Key features of MODY Early onset:

Usually diagnosed before the age of 25.

Autosomal dominant inheritance:

Passed down from one parent, with a 50% chance of inheritance.

Non- autoimmune and non- insulin dependent:

In most cases, insulin is not initially required.

Variable severity:

Clinical presentation depends on the specific genetic mutation.

Types of MODY

There are 14 identified subtypes of MODY, each caused by a different gene mutation. The most common are:

1. MODY 1 (HNF4A Mutation):

Characteristics:  Mild hyperglycaemia in childhood; significant post-meal glucose elevation.

Treatment: Often responds well to low-dose sulfonylureas.

2. MODY 2 (GCK Mutation):

Characteristics: Mild, stable fasting hyperglycaemia (100-140 mg/dL); rarely causes complications.

Treatment: Typically no treatment is required, as long as blood sugar levels remain stable.

MODY 3 (HNF1A Mutation):

Characteristics: Progressive hyperglycemia with significant post-meal spikes; increased risk of complications.

Treatment: Excellent response to sulfonylureas, often better than insulin.

4. MODY 5 (HNF1B Mutation):

Characteristics: Associated with kidney abnormalities, genital malformations, and other systemic issues.

Treatment: Insulin therapy is often required.

Treatment of MODY

1. MODY-specific treatments:

MODY 1 & 3: Oral sulfonylureas (e.g., glipizide, gliclazide) are highly effective.

MODY 2: Lifestyle modifications; pharmacological treatment is rarely needed.

MODY 5: May require insulin and management of associated kidney or systemic complications.

2. General Diabetes Management:

Diet and Exercise: Maintain a healthy diet and regular physical activity.

■Monitoring: Regular glucose checks and monitoring for complications.

Complications of MODY

■MODY 2: Minimal complications.

MODY 1, 3, and 5: Risk of long-term complications (e.g.. kidney disease, cardiovascular disease) if not well-managed.

MODY 5: Additional risks due to kidney and urogenital abnormalities.

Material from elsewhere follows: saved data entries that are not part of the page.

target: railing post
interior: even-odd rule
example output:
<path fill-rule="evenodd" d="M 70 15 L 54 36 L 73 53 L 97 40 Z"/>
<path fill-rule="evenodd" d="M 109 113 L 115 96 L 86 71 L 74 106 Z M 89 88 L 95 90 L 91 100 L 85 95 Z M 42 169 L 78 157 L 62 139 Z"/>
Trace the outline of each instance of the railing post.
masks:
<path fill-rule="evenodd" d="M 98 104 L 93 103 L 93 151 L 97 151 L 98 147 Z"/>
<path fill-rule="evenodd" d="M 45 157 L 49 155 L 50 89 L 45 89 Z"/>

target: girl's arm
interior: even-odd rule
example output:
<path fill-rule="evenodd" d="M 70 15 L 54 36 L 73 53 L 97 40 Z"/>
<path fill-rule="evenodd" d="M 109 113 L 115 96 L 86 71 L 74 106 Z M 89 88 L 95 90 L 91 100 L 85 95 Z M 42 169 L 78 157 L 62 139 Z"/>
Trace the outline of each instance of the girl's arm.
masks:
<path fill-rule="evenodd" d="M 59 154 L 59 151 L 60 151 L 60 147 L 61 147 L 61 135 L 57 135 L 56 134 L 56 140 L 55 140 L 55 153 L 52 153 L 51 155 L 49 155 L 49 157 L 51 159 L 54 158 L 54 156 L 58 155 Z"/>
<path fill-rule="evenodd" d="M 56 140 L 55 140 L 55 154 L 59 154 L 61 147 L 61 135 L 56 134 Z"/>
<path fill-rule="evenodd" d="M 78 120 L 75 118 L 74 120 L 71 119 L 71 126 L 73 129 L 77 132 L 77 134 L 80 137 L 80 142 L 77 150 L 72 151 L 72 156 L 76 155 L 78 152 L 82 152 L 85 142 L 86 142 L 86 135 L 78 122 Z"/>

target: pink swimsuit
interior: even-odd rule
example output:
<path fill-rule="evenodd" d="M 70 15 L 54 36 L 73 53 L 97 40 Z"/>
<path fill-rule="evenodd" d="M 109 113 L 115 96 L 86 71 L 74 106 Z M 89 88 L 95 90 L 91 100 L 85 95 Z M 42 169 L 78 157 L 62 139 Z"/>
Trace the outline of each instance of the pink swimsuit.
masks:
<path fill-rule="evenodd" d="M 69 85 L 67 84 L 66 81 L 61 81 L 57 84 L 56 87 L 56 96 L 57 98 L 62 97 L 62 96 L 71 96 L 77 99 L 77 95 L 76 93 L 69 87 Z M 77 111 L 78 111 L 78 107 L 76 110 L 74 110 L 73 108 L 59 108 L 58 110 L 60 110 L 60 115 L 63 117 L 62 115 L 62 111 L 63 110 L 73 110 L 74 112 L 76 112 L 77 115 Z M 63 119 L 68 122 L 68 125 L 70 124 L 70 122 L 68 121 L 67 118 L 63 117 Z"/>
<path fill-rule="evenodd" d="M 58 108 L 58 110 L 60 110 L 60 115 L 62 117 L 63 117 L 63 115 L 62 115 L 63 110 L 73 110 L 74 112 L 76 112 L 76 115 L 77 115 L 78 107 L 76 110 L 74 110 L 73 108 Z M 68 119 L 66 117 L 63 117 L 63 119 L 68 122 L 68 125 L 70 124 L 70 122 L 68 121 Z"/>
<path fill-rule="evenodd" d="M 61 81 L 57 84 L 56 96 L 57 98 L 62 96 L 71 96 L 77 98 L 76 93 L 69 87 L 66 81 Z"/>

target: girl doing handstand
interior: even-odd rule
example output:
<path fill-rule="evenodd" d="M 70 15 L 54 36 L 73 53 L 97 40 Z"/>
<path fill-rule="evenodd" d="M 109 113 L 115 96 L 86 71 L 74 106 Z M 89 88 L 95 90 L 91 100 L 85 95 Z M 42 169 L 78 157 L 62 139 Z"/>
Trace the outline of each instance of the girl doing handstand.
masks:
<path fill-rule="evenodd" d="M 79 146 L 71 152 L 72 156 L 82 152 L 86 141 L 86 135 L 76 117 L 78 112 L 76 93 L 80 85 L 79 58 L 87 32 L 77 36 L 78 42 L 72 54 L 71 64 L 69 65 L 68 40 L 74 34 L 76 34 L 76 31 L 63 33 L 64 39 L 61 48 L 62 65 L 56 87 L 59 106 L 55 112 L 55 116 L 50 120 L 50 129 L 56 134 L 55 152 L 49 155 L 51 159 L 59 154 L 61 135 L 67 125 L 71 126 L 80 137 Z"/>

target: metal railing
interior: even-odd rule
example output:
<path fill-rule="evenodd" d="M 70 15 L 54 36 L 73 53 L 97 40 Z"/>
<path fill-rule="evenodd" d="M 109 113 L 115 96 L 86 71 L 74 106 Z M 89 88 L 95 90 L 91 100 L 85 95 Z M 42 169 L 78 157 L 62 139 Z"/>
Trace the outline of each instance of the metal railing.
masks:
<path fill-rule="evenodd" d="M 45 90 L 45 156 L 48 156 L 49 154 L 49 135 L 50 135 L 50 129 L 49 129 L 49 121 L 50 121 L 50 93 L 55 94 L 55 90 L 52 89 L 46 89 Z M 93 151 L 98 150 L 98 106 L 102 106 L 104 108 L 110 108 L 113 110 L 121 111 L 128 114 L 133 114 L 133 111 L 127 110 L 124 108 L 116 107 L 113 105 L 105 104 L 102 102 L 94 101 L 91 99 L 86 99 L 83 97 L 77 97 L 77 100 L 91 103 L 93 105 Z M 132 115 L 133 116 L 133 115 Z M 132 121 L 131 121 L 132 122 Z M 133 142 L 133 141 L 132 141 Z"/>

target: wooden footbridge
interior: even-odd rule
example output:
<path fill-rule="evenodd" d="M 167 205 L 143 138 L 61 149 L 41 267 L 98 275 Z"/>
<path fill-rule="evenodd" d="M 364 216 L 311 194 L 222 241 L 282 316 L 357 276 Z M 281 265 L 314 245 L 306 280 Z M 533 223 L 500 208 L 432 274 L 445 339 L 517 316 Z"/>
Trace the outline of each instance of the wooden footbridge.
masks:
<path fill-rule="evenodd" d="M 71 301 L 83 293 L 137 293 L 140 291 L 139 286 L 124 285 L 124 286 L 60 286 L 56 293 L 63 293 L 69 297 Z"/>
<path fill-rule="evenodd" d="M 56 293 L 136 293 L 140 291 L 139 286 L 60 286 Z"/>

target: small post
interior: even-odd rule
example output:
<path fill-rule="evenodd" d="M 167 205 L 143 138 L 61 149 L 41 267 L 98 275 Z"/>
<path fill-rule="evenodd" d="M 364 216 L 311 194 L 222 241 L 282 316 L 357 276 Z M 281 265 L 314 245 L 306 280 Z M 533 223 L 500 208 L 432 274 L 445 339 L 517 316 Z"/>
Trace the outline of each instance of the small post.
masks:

Why is MODY diagnosis important?

Helps avoid unnecessary insulin therapy in patients who respond well to oral medications.

Enables targeted treatment based on the specific MODY subtype.

Allows for genetic counseling of family members, as the condition is inherited.

 

Diagnosis of MODY

MODY is often misdiagnosed as type 1 or type 2 diabetes. Diagnosis involves:-

1. Clinical features:

Diabetes onset before 25 years.

Family history of diabetes in multiple generations.

Absence of obesity or signs of insulin resistance (in most cases).

2. Laboratory tests:

C-Peptide levels: Normal or slightly reduced, unlike in type 1 diabetes where levels are very low.

Autoantibodies: Negative for autoimmune markers (e.g., GAD65, islet cell antibodies).

3. Genetic testing:

Confirms the specific gene mutation responsible for MODY.

Recommended for patients with a strong family history of diabetes and atypical features for type 1 or type 2 diabetes.